Não, não é lícito, todavia, generalizar a partir do que já se sabe. A Igreja Católica é muito mais e muito melhor do que as suas ovelhas negras. A questão principal nem sequer é a de aceitar a própria estimativa da Santa Sé, de que apenas 3% dos padres estiveram envolvidos em casos de pedofilia (o que eu já acho estarrecedor). A questão não é, ao contrário do que o inevitável João César das Neves acusa, a de generalizar a pedofilia a toda a instituição. É, sim, a de saber se não é legítimo, perante o que já se sabe, generalizar outra coisa: a política do encobrimento, seguida durante décadas e de acordo com instruções vindas do topo da hierarquia. Essa é a principal acusação que pende sobre a Igreja e relativamente à qual, à parte “a vergonha e o remorso”, de que fala tardiamente Bento XVI, nada permite concluir que não foi o caminho escolhido. Pelo contrário: tudo o que já foi apurado (e contra a inércia da Santa Sé), aponta para uma atitude fria e ponderada de silenciar, ocultar, transferir padres expostos, pedir silêncio às vítimas ou negociar com elas e comprar-lhes o silêncio, exigir dos bispos locais o encobrimento e jamais denunciar os crimes perante a justiça comum. Em nome da “salvação da Santa Madre Igreja”, como escreveu o então cardeal Joseph Ratzinger.

O Papa que agora vem a Portugal – onde será recebido com toda a honra e toda a hipocrisia de um poder político que adora encostar-se aos votos dos fiéis da Igreja – é, como se percebe friamente, alguém preso por um fio. Patsy McGarry, correspondente eclesiástico do “Irish Times”, escreveu que “a Igreja, tal como a conhecemos, não volta mais. Está a afundar-se e a afundar-se rapidamente”. Não estou tão certo disso: sempre são dois mil anos de resistência e de sabedoria. A questão está em saber se o preço a pagar pela sobrevivência não terá de ser a renúncia deste Papa. As coisas estão a chegar demasiadamente próximo dele: mais duas ou três revelações e ele desaba. Resta saber se lhe pouparão isso ou não. Aí entra a política – e banhos de multidão e de fé, como os que vai receber em Portugal, são uma dádiva dos céus.

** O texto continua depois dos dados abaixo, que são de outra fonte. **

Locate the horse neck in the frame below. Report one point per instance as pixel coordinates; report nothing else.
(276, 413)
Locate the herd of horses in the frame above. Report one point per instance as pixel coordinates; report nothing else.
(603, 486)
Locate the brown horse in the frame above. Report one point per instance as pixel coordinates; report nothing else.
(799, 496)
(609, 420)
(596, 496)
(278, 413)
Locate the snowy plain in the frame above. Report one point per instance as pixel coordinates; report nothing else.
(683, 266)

Texto publicado na edição do Expresso de 17 de Abril de 2010

Comments

  1. joão Nunes says:

    Uma parte, principalmente a parte inicial, foi copiada de alguém, de algum lado e depois da tradução do gugle foi manipulada e aperfeiçoada.
    Cheira um bocado a cola. O resto ainda cheira pior.
    Como é hábito.

  2. Luís Moreira says:

    Lembro-me deste momento. Pensei que aquele homem não tinha sido escolhido para o lugar. Tinha ganho o lugar como objectivo ultimo de uma vida. É verdade, lembro-me muito bem desse momento.

  3. maria monteiro says:

    o desdobrável “Lisboa com Bento xvi” é um tudo por tudo para que haja um banho de multidão

    «… Quem puder, venha a Lisboa rezar com ele. Ele merece o calor da nossa presença, da nossa comunhão com ele. Lisboa será preparada para vos acolher. Não é a mesma coisa ver pela televisão; ele precisa de nos sentir com ele, unidos a ele, como membros da Igreja. ….
    Eu espero que a Diocese de Lisboa vá recebê-lo, como se fosse o próprio Senhor.»